Otra de las grandes obras de William Shakespeare interpretadas, que no adaptadas, por el prisma de Akira Kurosawa fue Macbeth. El japonés puso toda la carne en el asador para trasladar la clásica historia al Japón feudal, contando de nuevo con su actor fetiche Toshirô Mifune para el papel principal: Taketoshi Washizu. Pese a eliminar partes de la obra original, Kurosawa consigue universalizar su discurso reduciendo la épica y centrándose más en los sentimientos subyacentes.
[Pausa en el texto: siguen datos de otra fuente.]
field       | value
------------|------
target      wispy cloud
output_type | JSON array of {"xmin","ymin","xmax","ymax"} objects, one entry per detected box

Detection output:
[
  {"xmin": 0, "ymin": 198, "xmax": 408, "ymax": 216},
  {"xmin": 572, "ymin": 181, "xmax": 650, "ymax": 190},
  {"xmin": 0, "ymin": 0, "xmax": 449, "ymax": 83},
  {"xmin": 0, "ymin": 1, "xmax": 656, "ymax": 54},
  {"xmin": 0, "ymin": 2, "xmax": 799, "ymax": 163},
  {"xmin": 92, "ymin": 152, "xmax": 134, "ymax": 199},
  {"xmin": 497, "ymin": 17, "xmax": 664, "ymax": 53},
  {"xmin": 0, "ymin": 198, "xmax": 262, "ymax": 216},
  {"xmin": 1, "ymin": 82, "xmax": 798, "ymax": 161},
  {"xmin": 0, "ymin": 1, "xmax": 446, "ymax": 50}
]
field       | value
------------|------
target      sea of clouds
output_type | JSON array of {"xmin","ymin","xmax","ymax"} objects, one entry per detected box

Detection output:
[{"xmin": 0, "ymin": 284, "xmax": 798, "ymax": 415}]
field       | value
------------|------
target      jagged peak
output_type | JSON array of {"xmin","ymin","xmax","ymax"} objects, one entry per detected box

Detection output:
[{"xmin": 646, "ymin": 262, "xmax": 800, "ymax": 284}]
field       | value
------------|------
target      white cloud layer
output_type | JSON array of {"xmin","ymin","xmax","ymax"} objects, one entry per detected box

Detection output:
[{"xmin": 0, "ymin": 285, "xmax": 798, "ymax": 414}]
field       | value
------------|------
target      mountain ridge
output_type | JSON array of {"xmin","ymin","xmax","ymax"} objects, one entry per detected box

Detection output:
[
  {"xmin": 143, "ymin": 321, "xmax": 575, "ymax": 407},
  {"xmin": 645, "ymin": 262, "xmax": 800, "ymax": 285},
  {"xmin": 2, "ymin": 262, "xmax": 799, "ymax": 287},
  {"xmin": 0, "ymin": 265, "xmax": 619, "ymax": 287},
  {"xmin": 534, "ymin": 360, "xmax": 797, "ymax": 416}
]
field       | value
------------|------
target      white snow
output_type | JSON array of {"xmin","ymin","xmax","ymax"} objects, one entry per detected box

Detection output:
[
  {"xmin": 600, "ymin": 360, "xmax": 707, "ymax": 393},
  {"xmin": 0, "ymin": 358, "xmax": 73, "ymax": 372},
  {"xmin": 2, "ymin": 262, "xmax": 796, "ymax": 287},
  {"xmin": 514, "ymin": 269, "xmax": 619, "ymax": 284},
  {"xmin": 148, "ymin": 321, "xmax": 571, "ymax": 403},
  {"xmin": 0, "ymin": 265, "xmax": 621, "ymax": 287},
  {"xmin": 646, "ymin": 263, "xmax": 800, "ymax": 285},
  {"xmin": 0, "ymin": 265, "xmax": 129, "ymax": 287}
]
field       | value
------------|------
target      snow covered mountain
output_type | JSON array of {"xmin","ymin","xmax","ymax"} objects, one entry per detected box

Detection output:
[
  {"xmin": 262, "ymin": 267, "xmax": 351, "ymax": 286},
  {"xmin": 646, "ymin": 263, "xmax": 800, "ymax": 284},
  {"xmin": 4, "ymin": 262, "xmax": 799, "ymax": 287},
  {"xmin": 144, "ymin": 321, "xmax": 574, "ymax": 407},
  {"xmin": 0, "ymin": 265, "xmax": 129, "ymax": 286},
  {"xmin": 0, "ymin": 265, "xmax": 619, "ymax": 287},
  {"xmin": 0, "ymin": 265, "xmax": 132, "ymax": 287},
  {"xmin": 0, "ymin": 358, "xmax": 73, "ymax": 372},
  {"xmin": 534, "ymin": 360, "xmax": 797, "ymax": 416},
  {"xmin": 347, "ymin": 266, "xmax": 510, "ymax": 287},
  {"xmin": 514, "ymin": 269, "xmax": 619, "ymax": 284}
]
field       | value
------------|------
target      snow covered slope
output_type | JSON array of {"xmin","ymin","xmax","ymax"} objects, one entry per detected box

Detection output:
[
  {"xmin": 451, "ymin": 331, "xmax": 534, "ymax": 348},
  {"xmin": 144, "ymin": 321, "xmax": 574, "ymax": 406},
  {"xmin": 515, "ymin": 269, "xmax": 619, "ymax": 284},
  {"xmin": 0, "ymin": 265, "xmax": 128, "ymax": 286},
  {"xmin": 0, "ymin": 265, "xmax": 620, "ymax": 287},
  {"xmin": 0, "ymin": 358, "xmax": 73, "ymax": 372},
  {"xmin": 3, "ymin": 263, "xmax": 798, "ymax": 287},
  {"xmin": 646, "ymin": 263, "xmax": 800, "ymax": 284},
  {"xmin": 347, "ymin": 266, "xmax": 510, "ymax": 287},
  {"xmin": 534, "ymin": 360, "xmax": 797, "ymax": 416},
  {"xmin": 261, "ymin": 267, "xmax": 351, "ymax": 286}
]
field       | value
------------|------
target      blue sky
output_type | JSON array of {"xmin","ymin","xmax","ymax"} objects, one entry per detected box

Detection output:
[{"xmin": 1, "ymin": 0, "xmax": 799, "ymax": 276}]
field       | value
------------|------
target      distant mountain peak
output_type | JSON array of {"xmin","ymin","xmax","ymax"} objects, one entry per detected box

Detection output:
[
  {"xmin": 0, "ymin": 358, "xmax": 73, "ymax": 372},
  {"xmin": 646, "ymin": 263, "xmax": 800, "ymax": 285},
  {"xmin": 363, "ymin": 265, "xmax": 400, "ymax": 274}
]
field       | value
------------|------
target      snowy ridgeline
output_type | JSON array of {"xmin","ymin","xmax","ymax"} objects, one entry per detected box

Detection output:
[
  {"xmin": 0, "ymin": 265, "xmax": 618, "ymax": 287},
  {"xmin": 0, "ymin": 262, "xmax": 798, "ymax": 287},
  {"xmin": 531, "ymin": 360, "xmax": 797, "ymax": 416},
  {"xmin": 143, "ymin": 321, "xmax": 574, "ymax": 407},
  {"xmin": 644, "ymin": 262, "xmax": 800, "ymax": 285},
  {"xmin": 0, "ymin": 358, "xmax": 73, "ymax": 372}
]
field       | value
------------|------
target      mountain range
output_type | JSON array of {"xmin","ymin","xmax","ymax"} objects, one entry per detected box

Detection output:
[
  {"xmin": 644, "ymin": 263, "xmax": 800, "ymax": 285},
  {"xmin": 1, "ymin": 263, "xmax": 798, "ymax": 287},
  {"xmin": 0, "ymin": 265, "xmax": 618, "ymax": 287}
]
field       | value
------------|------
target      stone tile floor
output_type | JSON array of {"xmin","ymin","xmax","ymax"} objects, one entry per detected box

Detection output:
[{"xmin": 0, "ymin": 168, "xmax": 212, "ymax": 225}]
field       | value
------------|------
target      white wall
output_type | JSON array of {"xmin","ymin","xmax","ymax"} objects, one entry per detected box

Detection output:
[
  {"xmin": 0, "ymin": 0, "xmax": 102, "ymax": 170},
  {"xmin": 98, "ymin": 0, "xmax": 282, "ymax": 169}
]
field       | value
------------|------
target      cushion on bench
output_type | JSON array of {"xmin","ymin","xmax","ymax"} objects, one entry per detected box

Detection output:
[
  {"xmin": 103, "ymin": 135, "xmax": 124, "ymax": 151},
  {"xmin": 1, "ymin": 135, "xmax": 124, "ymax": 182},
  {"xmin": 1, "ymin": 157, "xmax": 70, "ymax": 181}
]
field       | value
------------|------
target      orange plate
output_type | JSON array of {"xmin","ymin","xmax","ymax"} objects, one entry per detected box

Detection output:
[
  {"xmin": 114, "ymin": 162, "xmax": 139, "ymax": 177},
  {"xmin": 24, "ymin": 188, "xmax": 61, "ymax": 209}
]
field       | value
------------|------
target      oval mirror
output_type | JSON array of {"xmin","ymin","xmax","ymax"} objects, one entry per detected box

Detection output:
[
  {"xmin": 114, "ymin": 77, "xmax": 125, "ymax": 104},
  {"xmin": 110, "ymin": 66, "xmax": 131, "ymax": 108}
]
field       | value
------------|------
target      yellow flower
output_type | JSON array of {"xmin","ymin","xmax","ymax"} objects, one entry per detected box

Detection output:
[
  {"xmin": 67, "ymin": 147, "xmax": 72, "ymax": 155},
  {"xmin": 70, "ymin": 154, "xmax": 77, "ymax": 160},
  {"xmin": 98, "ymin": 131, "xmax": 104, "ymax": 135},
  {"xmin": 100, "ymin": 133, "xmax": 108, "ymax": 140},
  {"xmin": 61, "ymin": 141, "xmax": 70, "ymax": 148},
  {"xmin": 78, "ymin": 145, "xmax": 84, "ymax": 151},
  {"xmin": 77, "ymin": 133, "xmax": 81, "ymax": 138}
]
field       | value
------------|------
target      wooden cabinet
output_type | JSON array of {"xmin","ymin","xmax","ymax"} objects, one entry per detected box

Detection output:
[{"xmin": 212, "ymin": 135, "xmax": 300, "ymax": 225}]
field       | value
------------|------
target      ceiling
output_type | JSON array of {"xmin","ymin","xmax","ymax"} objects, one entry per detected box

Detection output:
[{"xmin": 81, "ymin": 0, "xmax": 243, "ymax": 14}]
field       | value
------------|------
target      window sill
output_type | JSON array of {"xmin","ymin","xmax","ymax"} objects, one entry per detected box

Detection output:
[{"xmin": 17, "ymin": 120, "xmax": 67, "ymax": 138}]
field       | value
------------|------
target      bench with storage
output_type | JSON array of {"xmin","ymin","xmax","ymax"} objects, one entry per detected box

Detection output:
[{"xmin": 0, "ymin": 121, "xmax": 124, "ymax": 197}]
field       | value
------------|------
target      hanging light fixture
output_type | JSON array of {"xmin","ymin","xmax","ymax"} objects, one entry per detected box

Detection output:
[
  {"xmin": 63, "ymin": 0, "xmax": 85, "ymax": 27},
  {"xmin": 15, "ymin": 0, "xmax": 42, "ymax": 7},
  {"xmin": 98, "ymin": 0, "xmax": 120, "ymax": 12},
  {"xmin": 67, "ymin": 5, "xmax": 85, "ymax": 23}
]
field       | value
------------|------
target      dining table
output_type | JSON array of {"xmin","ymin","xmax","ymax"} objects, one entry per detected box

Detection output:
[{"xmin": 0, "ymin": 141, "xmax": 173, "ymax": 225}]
Trono de Sangre (Kumonosu-jô, 1957), así se llamó este Macbeth nipón, fue una producción titánica que incluía exteriores rodados en el Monte Fuji, un enorme set construido en los estudios Toho que representaba el castillo, al que se le incluyó suelo volcánico traído del propio Monte Fuji para mantener la concordancia visual con los exteriores. También las escenas en el bosque fueron una mezcolanza de paisajes reales de los bosques cercanos al Fuji y otro escenario creado también en los Toho.
La elección de los exteriores no fue un capricho, sino que Kurosawa buscaba un paisaje neblinoso. Pero el trasladar y montar toda la parafernalia propia de una película que recrea la época feudal, teniendo en cuenta la distancia que separaba el set de Tokyo, no hubiese sido nada fácil de no ser por la inesperada ayuda que proporcionaron marines americanos de una base cercana, que colaboraron preparando y limpiando el terreno para que los técnicos pudiesen montar el set.
Todo esfuerzo valió la pena para que Kurosawa, con su inconfundible estilo, rodase una obra maestra como Trono de Sangre. Un mundo de intrigas, de codicia y de envidia malsana personificada en la figura de Lady Asaji Washizu, la Lady Macbeth de la historia, interpretada de forma magistral por Isuzu Yamada. Una Lady Washizu de mirada esquiva y voz susurrante, de movimientos lentos y casi imperceptibles, a la vez gráciles y temibles, siempre escogiendo las palabras para lograr hacer arder la llama de la codicia en Taketoshi Shimizu. Una sucesión de escenas en las que sibilinamente Lady Washizu se va ganando el odio del espectador, al ver cómo impunemente provoca atroces acontecimientos. Ambos, Yamada y Mifune, conforman una pareja que por sí sola puede mantener toda la película, pero aún así se encuentran rodeados de escenarios que, vistos a través del objetivo de Kurosawa, son un personaje más.
Venganza, y la venganza trae miedo, temor a más venganza. El traidor no descansa ya que sospecha hasta de su mejor amigo, y ese es Yoshiaki Miki, el eslabón más racional de esta cadena aunque siempre al borde de verse devorado por esta vorágine de cizaña. Poco importa que al final Kurosawa abandone a Shakespeare en busca de un final más acorde al universo que él retrata. Porque pocas veces habremos visto unas escenas finales con tanta fuerza, y arriesgando tanto con decenas de flechas reales en una atrevida coreografía que solamente viéndola podréis entender.